Multi-machine
This guide will help you get started with running ServerlessLLM on multiple machines using Docker containers. You'll learn how to set up a head node on one machine and connect worker nodes from different machines using Docker, ensuring proper network communication between the containers. You can extend this setup to use as many nodes as you need.
Prerequisites
This guide requires two machines:
- One machine for the head node (no GPU required)
- One machine with an NVIDIA GPU to serve as the worker node
You can add more worker machines with GPUs as needed to scale out your deployment.
For All Machines
Ensure you have the following installed and configured on all machines (both head node and worker machines):
- Docker: Installed on your system. You can download it from here.
- Network connectivity: Ensure all machines can communicate with each other on the required ports (6379 for Ray, 8343 for ServerlessLLM API, and 8073 for storage service).

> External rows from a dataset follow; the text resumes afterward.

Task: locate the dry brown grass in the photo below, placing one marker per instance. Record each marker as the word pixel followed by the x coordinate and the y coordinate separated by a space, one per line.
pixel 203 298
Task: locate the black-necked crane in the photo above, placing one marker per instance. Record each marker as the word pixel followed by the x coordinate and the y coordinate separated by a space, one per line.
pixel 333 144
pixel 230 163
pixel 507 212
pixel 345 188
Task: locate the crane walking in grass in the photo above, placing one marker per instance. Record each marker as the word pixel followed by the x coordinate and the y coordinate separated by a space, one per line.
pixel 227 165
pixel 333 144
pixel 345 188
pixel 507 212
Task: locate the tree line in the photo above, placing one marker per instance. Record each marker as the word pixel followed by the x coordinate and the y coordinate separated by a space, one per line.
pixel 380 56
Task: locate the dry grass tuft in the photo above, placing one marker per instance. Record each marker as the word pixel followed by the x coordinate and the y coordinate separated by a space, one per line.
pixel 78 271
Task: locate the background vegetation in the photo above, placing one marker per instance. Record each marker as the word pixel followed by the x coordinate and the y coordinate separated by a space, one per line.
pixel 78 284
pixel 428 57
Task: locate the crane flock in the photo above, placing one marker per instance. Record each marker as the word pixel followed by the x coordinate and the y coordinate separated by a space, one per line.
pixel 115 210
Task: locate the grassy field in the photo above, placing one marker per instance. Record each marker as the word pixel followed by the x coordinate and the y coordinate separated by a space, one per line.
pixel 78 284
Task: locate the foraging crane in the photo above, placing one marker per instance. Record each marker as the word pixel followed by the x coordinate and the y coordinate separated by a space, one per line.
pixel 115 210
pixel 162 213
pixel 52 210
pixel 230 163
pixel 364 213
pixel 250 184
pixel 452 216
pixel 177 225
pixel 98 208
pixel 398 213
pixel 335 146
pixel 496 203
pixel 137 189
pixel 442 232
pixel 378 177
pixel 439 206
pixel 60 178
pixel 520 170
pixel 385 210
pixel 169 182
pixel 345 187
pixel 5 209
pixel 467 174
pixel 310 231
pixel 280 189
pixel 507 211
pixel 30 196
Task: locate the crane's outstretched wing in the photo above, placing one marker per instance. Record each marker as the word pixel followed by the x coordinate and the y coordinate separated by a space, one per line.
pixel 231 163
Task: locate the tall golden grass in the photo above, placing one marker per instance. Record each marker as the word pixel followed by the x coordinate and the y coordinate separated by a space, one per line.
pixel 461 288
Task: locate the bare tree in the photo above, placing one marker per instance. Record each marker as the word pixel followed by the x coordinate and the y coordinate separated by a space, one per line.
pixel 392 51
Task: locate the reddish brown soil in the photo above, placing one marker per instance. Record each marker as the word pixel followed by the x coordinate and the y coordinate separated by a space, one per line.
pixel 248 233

The ServerlessLLM CLI (pip install serverless-llm
) can be installed on any machine that needs to manage model deployments. This could be your local computer or any machine within the cluster that can connect to the head node.
For Worker Machines Only
These requirements are only necessary for the worker machines that will run the models:
- GPUs: At least one NVIDIA GPU is required on each worker machine. If you have multiple GPUs, you can adjust the Docker configuration accordingly.
- NVIDIA Docker Toolkit: This enables Docker to utilize NVIDIA GPUs. Follow the installation guide here.
Multi-Machine Setup
We'll start a head node on one machine using Docker, then add a worker node from another machine using Docker containers with host networking.
Step 1: Start the Head Node
- Start the head node using Docker:
# Get the machine's IP address that will be accessible to other machines
export HEAD_IP=$(hostname -I | awk '{print $1}')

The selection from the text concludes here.